Section: Application Domains
Information extraction and knowledge acquisition
Participants : Éric Villemonte de La Clergerie, François-Régis Chaumartin, Elżbieta Gryglicka, Rosa Stern, Benoît Sagot.
The first domain of application for Alpage parsing systems is information extraction, and in particular knowledge acquisition, be it linguistic or not, and text mining.
Knowledge acquisition for a given restricted domain is something that has already been studied by some Alpage members for several years (ACI Biotim, biographic information extraction from the Maitron corpus, Scribo project). François-Régis Chaumartin, PhD student at Alpage and CEO of Proxem, is working on information extraction from the English Wikipedia. Indeed, chunking or, better, syntactic (and semantic) parsing gives an access, through learning techniques, to useful information present in documents. Obviously, the progressive extension of Alpage parsing systems to a full syntactic and semantic parsing will increase the quality of the extracted information, as well as the scope of information that can be extracted. Such knowledge acquisition efforts bring solutions to current problems related to information access and take place into the emerging notion of Semantic Web . The transition from a web based on data (textual documents,...) to a web based on knowledge requires linguistic processing tools which are able to provide fine grained pieces of information, in particular by relying on high-quality deep parsing.
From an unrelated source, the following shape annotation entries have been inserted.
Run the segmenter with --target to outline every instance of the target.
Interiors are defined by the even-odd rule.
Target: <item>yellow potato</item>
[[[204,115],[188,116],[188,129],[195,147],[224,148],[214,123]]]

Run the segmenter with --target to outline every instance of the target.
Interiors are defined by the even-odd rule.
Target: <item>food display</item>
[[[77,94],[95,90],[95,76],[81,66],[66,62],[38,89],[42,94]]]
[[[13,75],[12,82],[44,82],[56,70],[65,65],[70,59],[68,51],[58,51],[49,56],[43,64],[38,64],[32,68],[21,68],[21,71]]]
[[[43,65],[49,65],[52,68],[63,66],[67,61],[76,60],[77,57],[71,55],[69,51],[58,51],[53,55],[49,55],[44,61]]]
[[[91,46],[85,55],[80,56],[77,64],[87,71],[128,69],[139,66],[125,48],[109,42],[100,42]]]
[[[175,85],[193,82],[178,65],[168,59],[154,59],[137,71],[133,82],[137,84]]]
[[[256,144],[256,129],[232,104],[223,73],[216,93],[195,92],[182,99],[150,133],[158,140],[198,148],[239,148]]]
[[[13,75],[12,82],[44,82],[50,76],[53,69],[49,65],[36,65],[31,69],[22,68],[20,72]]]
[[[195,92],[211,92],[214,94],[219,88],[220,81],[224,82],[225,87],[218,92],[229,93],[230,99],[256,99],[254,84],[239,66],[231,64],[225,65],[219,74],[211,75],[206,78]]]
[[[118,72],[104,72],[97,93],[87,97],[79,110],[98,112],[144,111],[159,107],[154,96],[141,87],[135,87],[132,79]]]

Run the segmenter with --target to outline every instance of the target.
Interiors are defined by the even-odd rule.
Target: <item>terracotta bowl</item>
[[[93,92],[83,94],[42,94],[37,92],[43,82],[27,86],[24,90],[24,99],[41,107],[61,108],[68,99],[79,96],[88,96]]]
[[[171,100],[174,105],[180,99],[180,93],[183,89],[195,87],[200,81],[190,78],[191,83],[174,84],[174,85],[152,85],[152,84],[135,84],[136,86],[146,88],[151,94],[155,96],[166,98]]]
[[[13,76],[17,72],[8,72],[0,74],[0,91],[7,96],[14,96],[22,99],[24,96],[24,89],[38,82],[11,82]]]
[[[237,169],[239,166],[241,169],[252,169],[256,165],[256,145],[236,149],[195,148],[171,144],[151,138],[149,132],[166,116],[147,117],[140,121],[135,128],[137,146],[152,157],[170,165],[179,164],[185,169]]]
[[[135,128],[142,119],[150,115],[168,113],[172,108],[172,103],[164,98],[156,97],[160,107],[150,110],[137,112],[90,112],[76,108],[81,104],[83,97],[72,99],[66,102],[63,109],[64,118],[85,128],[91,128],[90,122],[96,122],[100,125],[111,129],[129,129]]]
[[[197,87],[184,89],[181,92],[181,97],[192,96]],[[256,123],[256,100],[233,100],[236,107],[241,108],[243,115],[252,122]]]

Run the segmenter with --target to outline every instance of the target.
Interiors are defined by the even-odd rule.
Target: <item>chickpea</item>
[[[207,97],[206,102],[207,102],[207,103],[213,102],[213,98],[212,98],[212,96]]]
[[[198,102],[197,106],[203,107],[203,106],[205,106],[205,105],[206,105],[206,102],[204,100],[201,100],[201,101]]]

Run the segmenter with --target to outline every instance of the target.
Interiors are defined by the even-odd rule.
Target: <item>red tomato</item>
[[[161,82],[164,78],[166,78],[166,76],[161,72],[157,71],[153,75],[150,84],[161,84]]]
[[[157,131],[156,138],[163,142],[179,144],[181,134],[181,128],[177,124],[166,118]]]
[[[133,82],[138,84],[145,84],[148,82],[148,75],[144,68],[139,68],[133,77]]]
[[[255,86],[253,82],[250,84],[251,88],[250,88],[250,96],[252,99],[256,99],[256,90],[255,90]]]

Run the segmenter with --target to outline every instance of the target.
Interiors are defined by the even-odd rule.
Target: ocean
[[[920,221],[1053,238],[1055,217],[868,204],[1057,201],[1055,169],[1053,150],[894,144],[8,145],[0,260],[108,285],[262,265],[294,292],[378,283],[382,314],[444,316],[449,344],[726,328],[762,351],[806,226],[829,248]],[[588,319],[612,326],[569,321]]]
For a given domain of knowledge (say, tourism), the extraction of a domain ontology that represents its key concepts and the relations between them is a crucial task, which has a lot in common with the extraction of linguistic information.
All these applications in the domain of information extraction raise exciting challenges that require altogether ideas and tools coming from the domains of computational linguistics, machine learning and knowledge representation.